There is an external workflow that executes C# scripts and is able to work with DLL files(my class library).
Is it possible to attach debug to my class library project so breakpoint will hit once this WF will call it?
Yes, you can do this with Visual Studio. You have two options:
Open your DLL project.
On the properties for the project, go to the Debug tab.
Choose Start external program and give the path of the external program that will call your DLL, along with any command-line arguments you may need to supply, and the working directory if that's relevant.
Save the project.
Set breakpoints in your code where you want them.
Press F5 to start debugging. (At this point, your breakpoints will say that they won't be hit because the symbols aren't loaded. Don't worry about that for now.)
Do whatever you do to make the external application load your library and run your code.
Visual Studio will detect the module load, load the symbols, and stop on the breakpoint.
If you can't start the process but instead have to attach to a process that's already running, you can do that too:
(Side note: If you're using the "Express" edition of Visual Studio, I don't think it has this feature, but I'm not certain about that. It's easy enough to tell: You'll either have the menu item mentioned on Step 4 below or not.)
Make sure the process is running.
Open your DLL project.
Set your breakpoints, etc.
From the Debug menu, choose Attach to process...
In the resulting dialog box, find the process in the list, highlight it, and click Attach.
Visual Studio will go into debug mode. (At this point, your breakpoints will say that they won't be hit because the symbols aren't loaded. Don't worry about that for now.)
Do whatever you do to make the external process load and run your code.
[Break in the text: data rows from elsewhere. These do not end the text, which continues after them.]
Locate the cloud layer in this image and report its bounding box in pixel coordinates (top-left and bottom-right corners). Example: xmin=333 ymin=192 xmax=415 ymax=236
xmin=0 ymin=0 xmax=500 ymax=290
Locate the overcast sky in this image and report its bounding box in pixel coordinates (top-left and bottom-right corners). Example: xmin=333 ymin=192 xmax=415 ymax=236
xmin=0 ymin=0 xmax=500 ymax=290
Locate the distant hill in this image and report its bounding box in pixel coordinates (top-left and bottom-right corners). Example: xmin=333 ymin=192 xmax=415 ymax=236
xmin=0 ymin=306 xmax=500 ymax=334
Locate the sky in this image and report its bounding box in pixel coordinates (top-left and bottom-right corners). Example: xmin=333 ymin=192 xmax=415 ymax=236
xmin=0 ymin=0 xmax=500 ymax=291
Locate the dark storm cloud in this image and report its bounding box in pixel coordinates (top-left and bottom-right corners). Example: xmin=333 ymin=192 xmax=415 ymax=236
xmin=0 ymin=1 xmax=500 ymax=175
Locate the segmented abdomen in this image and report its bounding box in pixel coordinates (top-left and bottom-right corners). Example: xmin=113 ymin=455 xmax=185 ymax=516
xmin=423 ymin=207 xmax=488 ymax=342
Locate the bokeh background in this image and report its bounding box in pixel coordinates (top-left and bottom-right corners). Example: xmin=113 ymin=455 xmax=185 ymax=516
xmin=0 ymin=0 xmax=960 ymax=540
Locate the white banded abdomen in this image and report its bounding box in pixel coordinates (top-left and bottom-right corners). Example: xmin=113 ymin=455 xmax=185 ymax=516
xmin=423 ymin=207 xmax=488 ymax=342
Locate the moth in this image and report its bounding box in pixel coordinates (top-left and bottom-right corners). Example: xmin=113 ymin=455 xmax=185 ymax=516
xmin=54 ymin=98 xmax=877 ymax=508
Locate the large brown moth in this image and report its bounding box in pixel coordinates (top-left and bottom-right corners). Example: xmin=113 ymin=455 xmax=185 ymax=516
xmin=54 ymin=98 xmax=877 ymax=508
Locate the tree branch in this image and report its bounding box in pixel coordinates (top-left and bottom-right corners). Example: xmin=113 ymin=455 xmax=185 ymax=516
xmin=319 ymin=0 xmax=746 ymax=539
Visual Studio will detect the module load in the external process, load your symbols, and stop on your breakpoint.
N.B. In both cases, if the external process loads your DLL from somewhere other than the
bin/Debug folder of your project, you must make sure you copy the DLL to that other location every time you build it (you can set that up to happen automatically in the project options). Otherwise, Visual Studio won't be able to detect that the DLL being loaded is the one you're trying to debug.